JP2016218348A - Optical fiber lateral input and output device - Google Patents

Abstract

PROBLEM TO BE SOLVED: To provide an optical fiber lateral input and output device which suppresses an optical loss in an optical fiber lateral input and output technique.SOLUTION: An optical fiber lateral input and output device comprises a fixture and an input and output optical system for inputting and outputting an optical signal. The fixture has: an optical fiber 12 coated with optical fiber coating; a curved surface section for holding a bending portion at which the optical fiber 12 is bent; a flat surface section for linearly holding the optical fiber extending to both ends of the bending portion; and an abutment part formed at a predetermined position, for abutting and holding a probe fiber 13 of the input and output optical system. The probe fiber 13 is placed at the abutment part and includes an optical transmission part, which has a refraction index different from that of the optical fiber coating and is interposed between the fixture and the input and output optical system to make the optical signal transmit through.SELECTED DRAWING: Figure 1

Description

  The present invention relates to a lateral light input / output technology for inputting / outputting light from the side of a curved optical fiber, and more specifically, a bending jig for bending an optical fiber core and a side of the optical fiber. It relates to input / output devices.

  In optical line maintenance in an optical access network, an optical fiber side input / output technique described in Non-Patent Document 1 that inputs and outputs light from the side of a bent optical fiber has been proposed. The above-mentioned optical fiber side input / output device for inputting / outputting light according to the related art includes an optical transparent member having a bent shape and a probe fiber for inputting / outputting light from the side of the optical fiber.

Enobu Hamada et al., “Design examination of test light incidence mechanism using optical fiber lateral input technology”, OFT 2011-84, pp. 57-60, 2012

  In the side light input / output in which light is input / output from the side of the bent optical fiber, it is important to increase the light receiving / receiving efficiency under a certain bending loss condition. For example, in the optical communication line switching according to the related art, it is necessary to cut off the working communication line and switch to the detour line, so it is necessary to increase the bending loss and the light receiving / receiving efficiency.

  On the other hand, for applications such as test light incidence and communication light monitors that are required to have no effect on the working communication line, it is necessary to increase the light receiving and receiving efficiency while suppressing the bending loss to the extent that the working communication line is not affected. There is.

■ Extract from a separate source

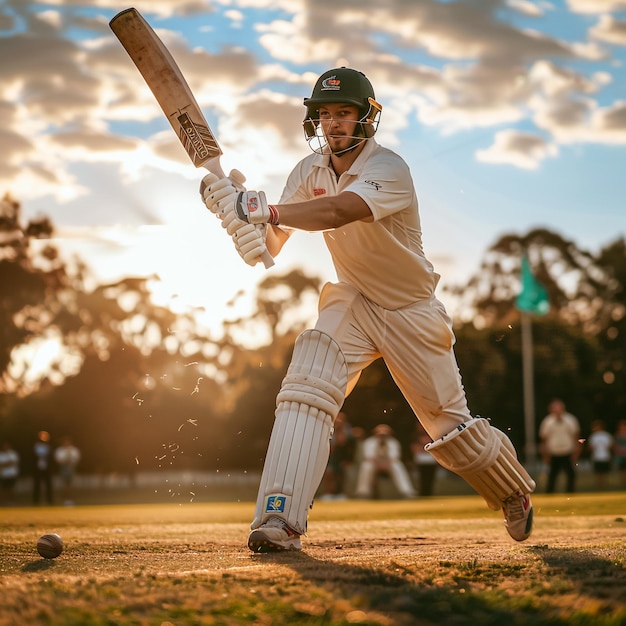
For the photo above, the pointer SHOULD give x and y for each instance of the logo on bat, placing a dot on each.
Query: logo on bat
(192, 133)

  Further, in the optical fiber side input / output device, the efficiency when the leaked light recombines with the probe fiber, that is, the optical coupling efficiency is important. If the optical coupling efficiency is low, the optical signal is lost, resulting in many problems such as deterioration of the S / N ratio.

  In related technologies, it is difficult to capture optical signals (leakage light) due to the narrow aperture angle of the probe fiber, whispering gallery mode phenomenon (part of the light leaking from the optical fiber core is covered with the optical fiber core wire) The optical coupling efficiency has reached its peak due to the phenomenon that it closes in the coating without penetrating it, and there is also a problem that the desired effect cannot be obtained especially in application to an uninterruptible switching device. .

  In order to solve the above-mentioned problems, the present invention provides an optical fiber lateral input / output technology by making the refractive index of the surface of the bending member adjacent to the optical fiber core coating higher than the refractive index of the optical fiber core coating. An object of the present invention is to provide an optical fiber side input / output device that suppresses optical loss.

  In order to achieve the above object, in the present invention, the side of the curved optical fiber core is controlled by controlling the refractive index of a bending jig made of a concave and convex member that forms a pair for bending the optical fiber. The leakage light from the direction is controlled, and the bending loss and light receiving / receiving efficiency are controlled.

Specifically, the optical fiber side input / output device according to the present invention is:
An optical fiber side input / output device having a fixing jig for inputting / outputting an optical signal and an input / output optical system,
The fixing jig is
An optical fiber coated with an optical fiber coating;
A curved surface portion for holding a bent portion for bending the optical fiber;
A plane portion that holds the optical fiber extending at both ends of the bent portion in a straight line; and
Abutting part formed in a predetermined position, abutting and holding the input / output optical system,
The input / output optical system is disposed in the abutting portion, and is interposed between the fixing jig and the input / output optical system so as to transmit an optical signal, and has a refractive index different from that of the optical fiber coating. Part.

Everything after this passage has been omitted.